Райот-бедняк поражено взглянул на дочь, не веря собственным глазам, увидел у нее сумку с вещами, а на руках украшения, взял девушку за руку, как бы желая увериться в том, что видит именно Дадабай, и вдруг снова опустил голову, давясь слезами.
— Дадабай… Дадабай!
— Отец, отец, ну, что? Ведь, не хуже же, что я пришла. Не умирать ты сел здесь. Дай мне голову… — И Дадабай обхватила судру.
— О, дочь, ты пришла, но мне не радостно, а стыдно, потому что отец твой, как собака, корчится во рву. Как мне смотреть тебе в глаза, когда я не могу и домой повести тебя, ибо там не найдется ни горсточки риса, ни блюдечка бобов, чтобы покормить тебя… Брат твой умирает дома и ему не на что купить молока. Меня прогнали с работы и не отдали денег, хотят судить за то, что я сегодня опоздал, охраняя Беди; я оскорбил надсмотрщика-собаку.
Дадабай потрясенно схватила отца за руки.
— Это, отец, ненавистные угнетатели, которые не жалеют ни беспомощного бедняка, ни ребенка. Ты только что узнал это, а мы нач-герл давно это уже знали. Ты сам убедишься, когда я расскажу тебе, что они делают с бедняками.
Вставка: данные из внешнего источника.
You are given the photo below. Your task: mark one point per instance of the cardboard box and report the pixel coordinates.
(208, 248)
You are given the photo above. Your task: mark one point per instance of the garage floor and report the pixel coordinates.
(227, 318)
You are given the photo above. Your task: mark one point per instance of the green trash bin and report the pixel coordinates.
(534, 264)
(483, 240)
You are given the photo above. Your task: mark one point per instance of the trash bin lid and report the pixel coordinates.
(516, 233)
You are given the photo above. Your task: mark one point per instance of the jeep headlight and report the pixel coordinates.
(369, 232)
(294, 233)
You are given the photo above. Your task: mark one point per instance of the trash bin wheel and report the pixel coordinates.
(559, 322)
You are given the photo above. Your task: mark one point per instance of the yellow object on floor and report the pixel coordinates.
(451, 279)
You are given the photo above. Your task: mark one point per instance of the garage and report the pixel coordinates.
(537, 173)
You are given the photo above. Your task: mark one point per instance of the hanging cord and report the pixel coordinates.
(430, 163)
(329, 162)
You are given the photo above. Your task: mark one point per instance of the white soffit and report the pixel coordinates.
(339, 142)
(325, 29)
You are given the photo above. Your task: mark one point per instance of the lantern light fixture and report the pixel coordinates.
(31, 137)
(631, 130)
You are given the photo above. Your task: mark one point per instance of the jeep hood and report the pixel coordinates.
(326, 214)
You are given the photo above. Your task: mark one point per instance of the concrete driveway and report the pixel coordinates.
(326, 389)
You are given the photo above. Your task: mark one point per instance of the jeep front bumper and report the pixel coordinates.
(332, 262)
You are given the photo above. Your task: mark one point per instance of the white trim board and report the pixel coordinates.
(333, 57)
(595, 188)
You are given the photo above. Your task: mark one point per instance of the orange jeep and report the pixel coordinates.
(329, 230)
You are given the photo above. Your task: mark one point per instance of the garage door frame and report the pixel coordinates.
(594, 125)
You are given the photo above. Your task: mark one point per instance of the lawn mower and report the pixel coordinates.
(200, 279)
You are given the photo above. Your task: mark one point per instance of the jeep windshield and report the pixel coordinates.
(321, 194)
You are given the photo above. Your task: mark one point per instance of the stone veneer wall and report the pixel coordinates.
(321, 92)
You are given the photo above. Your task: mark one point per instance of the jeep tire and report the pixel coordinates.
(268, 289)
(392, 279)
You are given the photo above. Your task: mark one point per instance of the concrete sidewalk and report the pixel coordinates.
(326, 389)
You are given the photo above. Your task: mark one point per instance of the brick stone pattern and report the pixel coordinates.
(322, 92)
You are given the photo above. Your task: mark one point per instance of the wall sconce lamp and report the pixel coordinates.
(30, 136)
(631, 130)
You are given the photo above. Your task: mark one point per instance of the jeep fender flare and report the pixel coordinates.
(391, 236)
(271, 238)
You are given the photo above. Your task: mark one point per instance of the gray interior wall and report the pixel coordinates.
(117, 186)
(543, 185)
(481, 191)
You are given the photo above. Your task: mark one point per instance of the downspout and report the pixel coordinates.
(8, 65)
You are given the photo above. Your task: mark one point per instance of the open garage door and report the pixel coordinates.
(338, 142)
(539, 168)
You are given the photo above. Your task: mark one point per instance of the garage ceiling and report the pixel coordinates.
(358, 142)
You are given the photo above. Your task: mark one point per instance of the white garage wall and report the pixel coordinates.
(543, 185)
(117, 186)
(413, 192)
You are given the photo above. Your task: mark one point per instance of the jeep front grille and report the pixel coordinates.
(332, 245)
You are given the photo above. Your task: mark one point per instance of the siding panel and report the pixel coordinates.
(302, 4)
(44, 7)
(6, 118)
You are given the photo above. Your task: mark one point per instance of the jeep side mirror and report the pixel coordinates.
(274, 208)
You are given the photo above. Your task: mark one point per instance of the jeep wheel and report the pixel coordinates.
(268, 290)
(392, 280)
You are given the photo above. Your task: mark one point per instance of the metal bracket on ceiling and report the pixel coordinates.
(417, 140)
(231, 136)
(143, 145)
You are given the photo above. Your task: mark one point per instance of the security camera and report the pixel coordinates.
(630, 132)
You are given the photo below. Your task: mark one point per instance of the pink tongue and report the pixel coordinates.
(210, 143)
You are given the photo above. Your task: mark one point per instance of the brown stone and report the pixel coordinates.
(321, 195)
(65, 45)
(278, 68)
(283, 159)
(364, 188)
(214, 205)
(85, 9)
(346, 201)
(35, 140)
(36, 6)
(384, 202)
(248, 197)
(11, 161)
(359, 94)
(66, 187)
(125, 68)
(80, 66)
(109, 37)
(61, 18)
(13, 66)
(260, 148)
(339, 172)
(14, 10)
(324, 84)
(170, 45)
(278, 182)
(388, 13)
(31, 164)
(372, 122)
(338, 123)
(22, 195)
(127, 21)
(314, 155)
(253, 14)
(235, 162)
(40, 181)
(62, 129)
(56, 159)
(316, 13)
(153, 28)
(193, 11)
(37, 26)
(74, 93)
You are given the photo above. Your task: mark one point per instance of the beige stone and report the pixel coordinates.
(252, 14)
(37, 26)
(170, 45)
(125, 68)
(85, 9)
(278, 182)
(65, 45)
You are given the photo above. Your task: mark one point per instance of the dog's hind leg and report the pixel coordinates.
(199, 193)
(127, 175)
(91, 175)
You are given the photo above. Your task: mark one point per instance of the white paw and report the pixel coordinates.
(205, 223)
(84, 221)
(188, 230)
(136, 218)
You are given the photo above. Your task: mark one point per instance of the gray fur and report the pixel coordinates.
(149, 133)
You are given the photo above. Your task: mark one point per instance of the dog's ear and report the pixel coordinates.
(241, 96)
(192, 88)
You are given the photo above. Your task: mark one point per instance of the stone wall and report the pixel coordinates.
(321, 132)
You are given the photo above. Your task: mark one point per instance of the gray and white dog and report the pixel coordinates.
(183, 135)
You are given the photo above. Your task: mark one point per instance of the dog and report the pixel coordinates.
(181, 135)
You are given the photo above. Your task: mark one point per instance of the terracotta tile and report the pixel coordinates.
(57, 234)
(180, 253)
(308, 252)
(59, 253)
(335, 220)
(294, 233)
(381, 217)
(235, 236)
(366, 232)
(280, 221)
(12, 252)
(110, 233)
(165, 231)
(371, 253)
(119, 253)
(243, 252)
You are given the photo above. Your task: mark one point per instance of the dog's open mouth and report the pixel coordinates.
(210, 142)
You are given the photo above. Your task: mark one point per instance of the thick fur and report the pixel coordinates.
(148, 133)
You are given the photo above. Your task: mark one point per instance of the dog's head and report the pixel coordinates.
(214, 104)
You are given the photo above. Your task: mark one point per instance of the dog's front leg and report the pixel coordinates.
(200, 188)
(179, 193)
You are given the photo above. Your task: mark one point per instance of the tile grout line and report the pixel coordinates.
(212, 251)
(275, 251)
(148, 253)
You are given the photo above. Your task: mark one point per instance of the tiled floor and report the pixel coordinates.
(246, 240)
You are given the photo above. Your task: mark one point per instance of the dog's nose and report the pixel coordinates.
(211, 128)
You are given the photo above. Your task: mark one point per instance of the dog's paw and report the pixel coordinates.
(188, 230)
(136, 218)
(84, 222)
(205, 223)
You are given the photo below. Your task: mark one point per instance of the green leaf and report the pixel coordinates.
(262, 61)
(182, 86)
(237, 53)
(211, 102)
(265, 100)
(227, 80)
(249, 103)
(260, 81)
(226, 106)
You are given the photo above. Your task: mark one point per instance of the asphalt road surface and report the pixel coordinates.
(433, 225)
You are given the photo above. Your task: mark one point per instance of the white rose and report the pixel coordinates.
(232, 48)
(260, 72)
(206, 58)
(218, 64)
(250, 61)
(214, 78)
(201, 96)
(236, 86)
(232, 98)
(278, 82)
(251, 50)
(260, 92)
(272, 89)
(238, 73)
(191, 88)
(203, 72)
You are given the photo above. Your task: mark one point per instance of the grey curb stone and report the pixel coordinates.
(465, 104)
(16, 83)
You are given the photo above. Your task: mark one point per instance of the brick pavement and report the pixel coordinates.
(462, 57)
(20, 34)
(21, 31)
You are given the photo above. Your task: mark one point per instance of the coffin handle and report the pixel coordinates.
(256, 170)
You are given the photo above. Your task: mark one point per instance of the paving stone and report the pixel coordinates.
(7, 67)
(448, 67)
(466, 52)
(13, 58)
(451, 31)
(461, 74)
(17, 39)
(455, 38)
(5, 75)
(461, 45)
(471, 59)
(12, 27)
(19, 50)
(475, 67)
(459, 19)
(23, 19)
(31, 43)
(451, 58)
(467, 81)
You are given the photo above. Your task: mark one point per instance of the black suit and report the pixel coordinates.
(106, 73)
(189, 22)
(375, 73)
Но это кончится когда-нибудь, отец. Не думай, что так и должно быть.
И, порывисто вскочив на мгновение, Дадабай снова взяла отца за руки.
— Но идем все-таки домой, отец, потому что у меня есть сыр, хлеб, рыба, вещи и деньги. Идем скорее, накормим мать, если она голодна, и Беди-братика моего бледнолицего. Вытри глаза, отец, давай мне руку и поднимайся, но прежде всего допусти меня взять прах от твоих ног…
И Дадабай совершила обряд приветствия старших.
Затем, она взяла за руку вставшего тем временем расшатанно, отца и, расспрашивая его, направилась к видневшемуся за группой сандаловых деревьев «басти», состоявшего из шалашей и хижин батраков и райотов-земледельцев. Они обогнали женщину, несущую с реки в сосудах на голове воду, и прошли мимо группы детей, лазивших по изгороди, после чего очутились возле покрытой соломой хижины Банкима.
Судра открыл дверь, и они вошли в хижину.
Их встретила удивленным взглядом беспомощно сидевшая возле томившегося на цыновке из соломы больного женщина, которая вдруг с убитым испугом поднялась и всплеснула руками.
— Дадабай!..
— Мать… Нищие мои родители!
И девушка, преклонившись перед женщиной, подошла к цыновке, с которой измученно и устало смотрел, свернувшийся головастиком, мальчуган.